In this same area of over breadth, the majority also rejects the defendant’s challenge on the basis that “it is the duty of the courts to give to a statute the construction which sustains its constitutionality.” The error of this conclusion is evident from our own past decisions. In Adams v. Hinkle, supra at 769, we held that “there is no presumption of constitutionality of statutes abridging those rights [of freedom of speech or press].” Accord, Burstyn, Inc. v. Wilson, 343 U.S. 495, 96 L. Ed. 1098, 72 S. Ct. 777 (1952). Thus the majority has again cited inappropriate authority for an erroneous conclusion with the unfortunate result that the challenge of the defendant has indeed fallen upon deaf ears.

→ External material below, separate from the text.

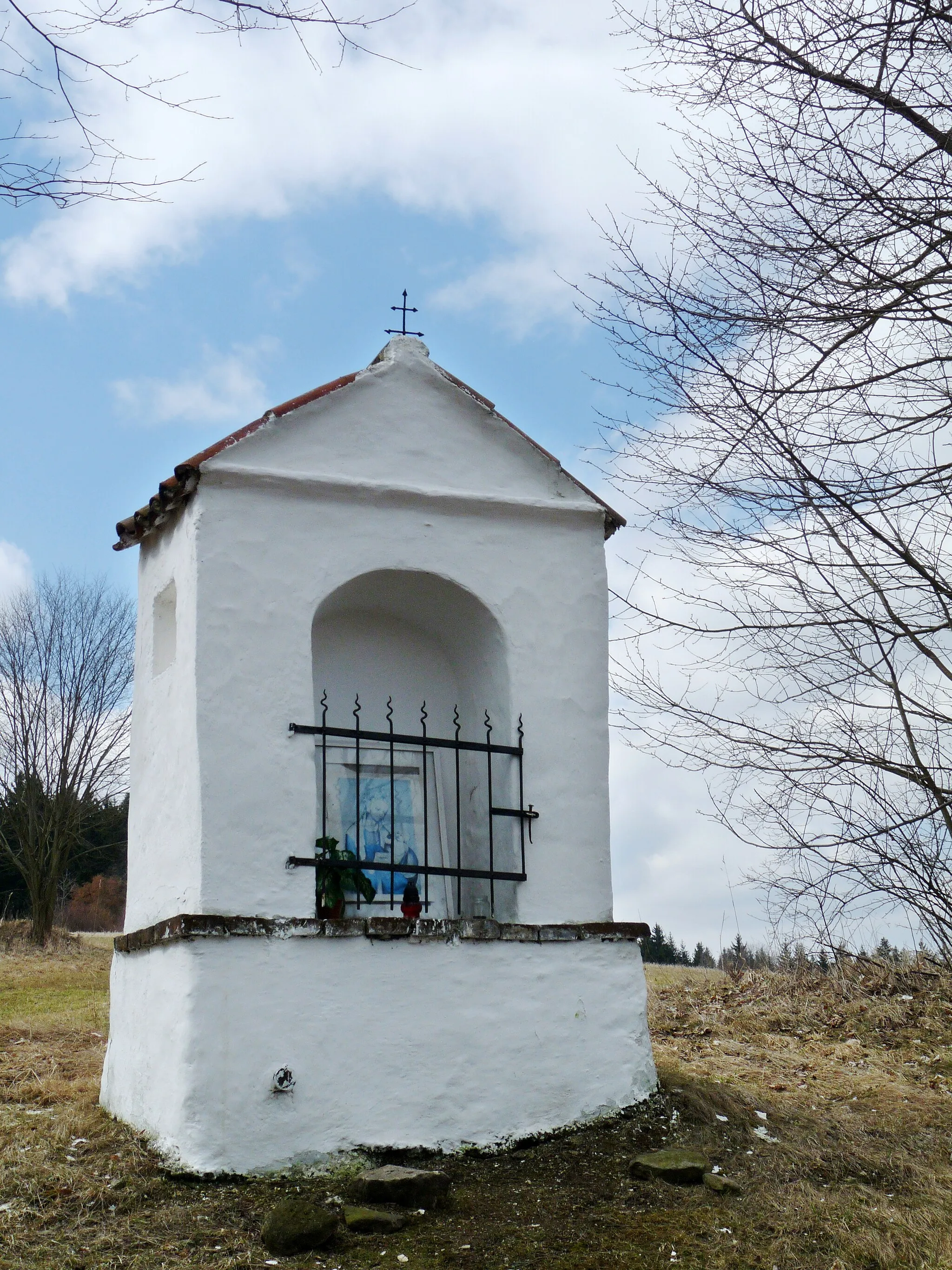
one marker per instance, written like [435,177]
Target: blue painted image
[375,828]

Since the rulings of both the United States and Washington Supreme Courts require that we examine the merits of the immediate challenge of this statute’s overbreadth, and *813that we do so without affording the statute any presumption of constitutionality, it is evident that the majority’s sweeping and mistaken generalities have produced a curious anomaly in the constitutional law of this state. The fact that an “actual flag” was used in the instant case seems quite irrelevant since RCW 9.86.020 does not restrict its prohibition against affixing designs to an “actual flag”. Indeed, the term “flag”, as used in the immediate penal statute, is defined in RCW 9.86.010 as follows:
The words flag, standard, color, ensign or shield, as used in this chapter, shall include any flag, standard, color, ensign or shield, or copy, picture or representation thereof, made of any substance or represented or produced thereon, and of any size, evidently purporting to be such flag, standard, color, ensign or shield of the United States or of this state, or a copy, picture or representation thereof.

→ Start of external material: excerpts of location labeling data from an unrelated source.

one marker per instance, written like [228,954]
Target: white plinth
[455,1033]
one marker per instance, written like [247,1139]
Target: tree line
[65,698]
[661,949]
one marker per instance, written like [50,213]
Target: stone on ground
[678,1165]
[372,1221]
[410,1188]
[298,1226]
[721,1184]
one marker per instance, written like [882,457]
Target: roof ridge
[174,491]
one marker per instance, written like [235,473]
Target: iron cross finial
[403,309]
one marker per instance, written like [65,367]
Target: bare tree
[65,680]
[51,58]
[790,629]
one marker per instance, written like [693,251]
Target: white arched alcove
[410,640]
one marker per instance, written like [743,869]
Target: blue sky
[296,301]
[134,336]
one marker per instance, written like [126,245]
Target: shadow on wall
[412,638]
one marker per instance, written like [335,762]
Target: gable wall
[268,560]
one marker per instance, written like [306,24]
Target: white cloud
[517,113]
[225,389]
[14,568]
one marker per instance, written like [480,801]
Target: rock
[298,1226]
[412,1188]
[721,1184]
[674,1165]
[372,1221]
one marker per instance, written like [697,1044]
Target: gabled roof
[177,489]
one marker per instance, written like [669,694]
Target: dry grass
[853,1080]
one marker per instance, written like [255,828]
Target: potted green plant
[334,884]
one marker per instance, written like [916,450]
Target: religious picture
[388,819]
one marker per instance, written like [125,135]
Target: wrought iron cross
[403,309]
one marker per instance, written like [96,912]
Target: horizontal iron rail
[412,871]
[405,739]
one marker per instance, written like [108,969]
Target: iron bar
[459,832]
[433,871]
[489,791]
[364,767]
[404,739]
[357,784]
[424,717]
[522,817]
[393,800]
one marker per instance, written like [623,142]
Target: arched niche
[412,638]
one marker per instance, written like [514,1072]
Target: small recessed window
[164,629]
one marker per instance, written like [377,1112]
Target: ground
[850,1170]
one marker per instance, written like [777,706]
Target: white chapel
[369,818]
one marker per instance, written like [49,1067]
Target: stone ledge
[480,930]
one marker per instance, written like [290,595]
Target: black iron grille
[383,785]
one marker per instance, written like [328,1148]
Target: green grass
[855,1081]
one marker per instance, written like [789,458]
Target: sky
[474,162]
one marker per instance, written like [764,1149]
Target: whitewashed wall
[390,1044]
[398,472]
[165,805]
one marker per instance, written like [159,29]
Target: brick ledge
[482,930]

(Italics mine.) With this statutory definition in mind, the issue is whether the state has a compelling and overriding interest in prohibiting the public from affixing a design to a “picture or representation” of the flag, “made of any substance . . . evidently purporting to be . . . a copy, picture or representation” of the flag. Not only does RCW 9.86.020 require punishment for the two newspaper publications referred to earlier, it would equally demand punishment for a grammar school child’s drawing of the flag which contained any patriotic slogan or other extraneous marking thereon. Thus, regardless of any personal feelings concerning the activities of the defendant before this court, it is evident that this statute goes too far. Its “chilling effect” is far-reaching. In proscribing innocent activities, the statute is overbroad, and in this respect is constitutionally inappropriate. Under these circumstances, I can find no solace in inapplicable case authority for the majority’s proposition that this court may excuse one form of statutorily-prohibited conduct in State v. Turner, 78 Wn.2d 276, 474 P.2d 91 (1970) and cavalierly condemn another as in the instant case. Since RCW 9.86.020 proscribes constitu*814tionally protected conduct as to which no compelling state interest has been demonstrated, the statute is overbroad on its face and therefore unconstitutional.
For the reasons stated, I would affirm the decision of the Court of Appeals to reverse the conviction of the defendant in this case.
Petition for rehearing denied March 13, 1973.